As you have seen there is a lot of entering your password, especially when
jumping between hosts. Time to take care of that. Remember when we explained
asymmetric encryption? SSH can use it to authenticate you to a server. This is
usually safer and more convenient than using the password directly.

.. note::

    Key based login doesn't work to all servers. Most notable exception for us
    is DESY as they have a different security system called kerberos which is
    incompatible with key based login. However for DESY one can obtain a
    `kerberos token <https://xwiki.desy.de/xwiki/rest/p/41a5f>`_ instead
    which will have almost the same effect.
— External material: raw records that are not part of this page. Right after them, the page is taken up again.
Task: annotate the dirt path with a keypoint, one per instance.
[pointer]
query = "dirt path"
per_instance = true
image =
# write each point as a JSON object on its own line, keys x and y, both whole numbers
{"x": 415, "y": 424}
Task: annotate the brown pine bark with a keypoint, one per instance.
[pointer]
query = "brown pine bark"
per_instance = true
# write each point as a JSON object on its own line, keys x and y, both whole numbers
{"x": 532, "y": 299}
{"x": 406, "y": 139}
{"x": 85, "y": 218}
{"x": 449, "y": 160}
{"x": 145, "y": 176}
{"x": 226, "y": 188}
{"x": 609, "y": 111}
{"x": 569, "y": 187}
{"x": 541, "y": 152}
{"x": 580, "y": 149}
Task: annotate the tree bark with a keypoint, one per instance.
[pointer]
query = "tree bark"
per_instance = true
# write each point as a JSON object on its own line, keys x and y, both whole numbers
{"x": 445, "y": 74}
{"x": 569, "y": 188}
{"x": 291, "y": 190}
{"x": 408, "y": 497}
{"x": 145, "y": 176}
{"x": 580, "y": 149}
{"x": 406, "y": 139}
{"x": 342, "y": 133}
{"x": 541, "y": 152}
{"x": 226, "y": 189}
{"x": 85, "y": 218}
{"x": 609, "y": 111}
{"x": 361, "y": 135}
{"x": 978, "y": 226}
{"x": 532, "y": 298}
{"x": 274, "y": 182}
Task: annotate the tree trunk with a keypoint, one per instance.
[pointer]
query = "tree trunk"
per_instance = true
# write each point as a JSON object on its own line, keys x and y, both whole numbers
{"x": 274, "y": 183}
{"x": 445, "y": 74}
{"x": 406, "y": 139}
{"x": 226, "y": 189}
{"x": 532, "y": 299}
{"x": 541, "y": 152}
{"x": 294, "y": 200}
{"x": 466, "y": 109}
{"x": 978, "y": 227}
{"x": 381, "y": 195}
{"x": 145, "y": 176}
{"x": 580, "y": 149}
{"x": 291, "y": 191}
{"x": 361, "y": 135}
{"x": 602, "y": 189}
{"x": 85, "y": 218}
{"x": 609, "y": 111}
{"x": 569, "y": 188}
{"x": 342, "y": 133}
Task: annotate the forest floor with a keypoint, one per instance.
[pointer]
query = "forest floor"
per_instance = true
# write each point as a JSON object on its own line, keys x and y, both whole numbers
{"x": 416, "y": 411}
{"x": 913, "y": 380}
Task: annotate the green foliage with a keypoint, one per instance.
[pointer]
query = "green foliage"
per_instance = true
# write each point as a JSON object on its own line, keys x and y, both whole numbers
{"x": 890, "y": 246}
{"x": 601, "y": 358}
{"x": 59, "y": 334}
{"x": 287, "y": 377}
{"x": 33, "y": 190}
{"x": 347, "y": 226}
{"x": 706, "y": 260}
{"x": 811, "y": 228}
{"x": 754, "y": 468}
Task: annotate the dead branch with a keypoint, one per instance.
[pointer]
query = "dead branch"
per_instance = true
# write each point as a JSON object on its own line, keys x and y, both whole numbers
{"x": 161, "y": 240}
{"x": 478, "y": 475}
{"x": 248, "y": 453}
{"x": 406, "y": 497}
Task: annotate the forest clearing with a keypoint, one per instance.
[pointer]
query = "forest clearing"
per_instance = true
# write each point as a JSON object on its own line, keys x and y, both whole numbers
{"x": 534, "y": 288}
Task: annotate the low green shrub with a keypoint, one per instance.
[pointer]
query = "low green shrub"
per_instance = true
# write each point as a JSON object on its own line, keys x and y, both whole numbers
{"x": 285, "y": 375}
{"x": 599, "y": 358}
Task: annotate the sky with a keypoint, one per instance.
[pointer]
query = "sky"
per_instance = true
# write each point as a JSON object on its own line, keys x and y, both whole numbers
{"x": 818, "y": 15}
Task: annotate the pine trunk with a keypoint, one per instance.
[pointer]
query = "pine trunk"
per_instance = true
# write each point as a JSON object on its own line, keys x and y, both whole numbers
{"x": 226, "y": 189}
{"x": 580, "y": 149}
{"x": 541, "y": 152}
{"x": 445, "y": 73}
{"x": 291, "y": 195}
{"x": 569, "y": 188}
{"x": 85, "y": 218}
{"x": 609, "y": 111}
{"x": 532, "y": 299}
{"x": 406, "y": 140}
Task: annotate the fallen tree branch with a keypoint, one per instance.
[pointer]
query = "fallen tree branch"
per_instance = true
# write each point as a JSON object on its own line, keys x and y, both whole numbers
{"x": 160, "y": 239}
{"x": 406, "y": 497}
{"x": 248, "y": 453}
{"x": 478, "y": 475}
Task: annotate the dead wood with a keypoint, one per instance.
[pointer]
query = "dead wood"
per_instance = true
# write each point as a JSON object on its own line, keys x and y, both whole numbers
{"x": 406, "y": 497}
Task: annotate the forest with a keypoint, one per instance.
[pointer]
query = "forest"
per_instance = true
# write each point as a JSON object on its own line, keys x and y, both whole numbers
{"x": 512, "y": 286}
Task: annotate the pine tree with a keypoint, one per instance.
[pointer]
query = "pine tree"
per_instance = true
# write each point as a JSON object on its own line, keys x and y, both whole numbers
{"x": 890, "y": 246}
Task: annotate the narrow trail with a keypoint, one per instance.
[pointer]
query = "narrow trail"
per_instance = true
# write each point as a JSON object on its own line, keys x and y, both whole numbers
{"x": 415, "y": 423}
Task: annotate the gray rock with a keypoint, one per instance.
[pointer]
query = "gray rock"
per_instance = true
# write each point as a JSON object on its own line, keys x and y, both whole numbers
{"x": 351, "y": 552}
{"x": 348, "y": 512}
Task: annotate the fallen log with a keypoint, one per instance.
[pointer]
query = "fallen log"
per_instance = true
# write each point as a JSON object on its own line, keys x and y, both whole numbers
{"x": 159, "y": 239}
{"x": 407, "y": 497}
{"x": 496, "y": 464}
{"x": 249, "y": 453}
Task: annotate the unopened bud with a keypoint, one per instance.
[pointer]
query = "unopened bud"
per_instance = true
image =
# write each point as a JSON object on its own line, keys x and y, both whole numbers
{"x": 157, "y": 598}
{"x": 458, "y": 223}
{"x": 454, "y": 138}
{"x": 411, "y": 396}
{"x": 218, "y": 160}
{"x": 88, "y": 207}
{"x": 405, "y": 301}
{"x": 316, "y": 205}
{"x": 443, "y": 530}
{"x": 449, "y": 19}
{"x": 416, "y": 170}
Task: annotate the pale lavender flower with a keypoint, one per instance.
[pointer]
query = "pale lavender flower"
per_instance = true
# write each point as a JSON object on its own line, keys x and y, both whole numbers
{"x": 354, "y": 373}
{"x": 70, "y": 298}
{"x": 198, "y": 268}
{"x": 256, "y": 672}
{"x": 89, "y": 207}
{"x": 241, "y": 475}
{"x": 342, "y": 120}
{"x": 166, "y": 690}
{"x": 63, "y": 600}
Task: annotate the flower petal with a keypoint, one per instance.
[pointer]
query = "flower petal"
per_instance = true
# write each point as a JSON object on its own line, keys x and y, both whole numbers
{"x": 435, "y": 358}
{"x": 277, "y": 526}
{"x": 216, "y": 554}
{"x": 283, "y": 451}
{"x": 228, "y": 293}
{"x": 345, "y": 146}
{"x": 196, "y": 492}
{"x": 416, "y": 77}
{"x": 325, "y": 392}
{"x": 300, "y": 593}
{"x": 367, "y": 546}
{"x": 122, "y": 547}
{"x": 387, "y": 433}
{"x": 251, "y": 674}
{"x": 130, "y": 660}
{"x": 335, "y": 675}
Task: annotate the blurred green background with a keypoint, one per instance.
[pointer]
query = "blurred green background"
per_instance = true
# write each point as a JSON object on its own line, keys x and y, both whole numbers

.. rubric:: Creating a key pair

First, we need to create a private/public key pair to be used for SSH, called an
identity. We want to do this on your **local machine**. There is an easy way to
do this by just calling ``ssh-keygen``. Without any options this will just
create a private/public key pair we can use but you might at least give it a
comment string so that you can identify the key easier.

.. code-block::

    ssh-keygen -C "Alice's Laptop"

This will prompt your for a file name, by default it should offer
``.ssh/id_rsa`` in your home directory. If you do not already have a key then
just choose this. This will then be your default ssh identity and will be used
by default. Otherwise you can choose any filename you like and you can create as
many keys as you want but then you will have to tell ssh manually to use them.
It is advisable to put them in the .ssh directory but in theory you can put them
anywhere.

.. warning::

    If you already have a key in your ``.ssh`` directory this might overwrite
    the existing key and cause problems on existing logins. Only overwrite the
    existing key if you are sure you don't need the old one

Next, it will ask you for a passphrase to protect the key. While technically you
can create keys without a passphrase you should **never** do so as it would make
it way to easy for others to get access to your key. This passphrase is not
related to your account passwords and doesn't need to be changed but you should
choose something safe, preferably a `sequence of random words
<https://xkcd.com/936/>`_. Don't worry, you don't have to type it all the time.
After that it should just print some information on the key. Congratulations,
you have created your very own SSH identity.

.. admonition:: Question
   :class: exercise stacked

   Where is the public key stored?

.. admonition:: Hint
   :class: dropdown xhint stacked

   Check the output of ``ssh-keygen``

.. admonition:: Solution
   :class: dropdown solution

   In a file with the same name as the private key but ``.pub`` in the end.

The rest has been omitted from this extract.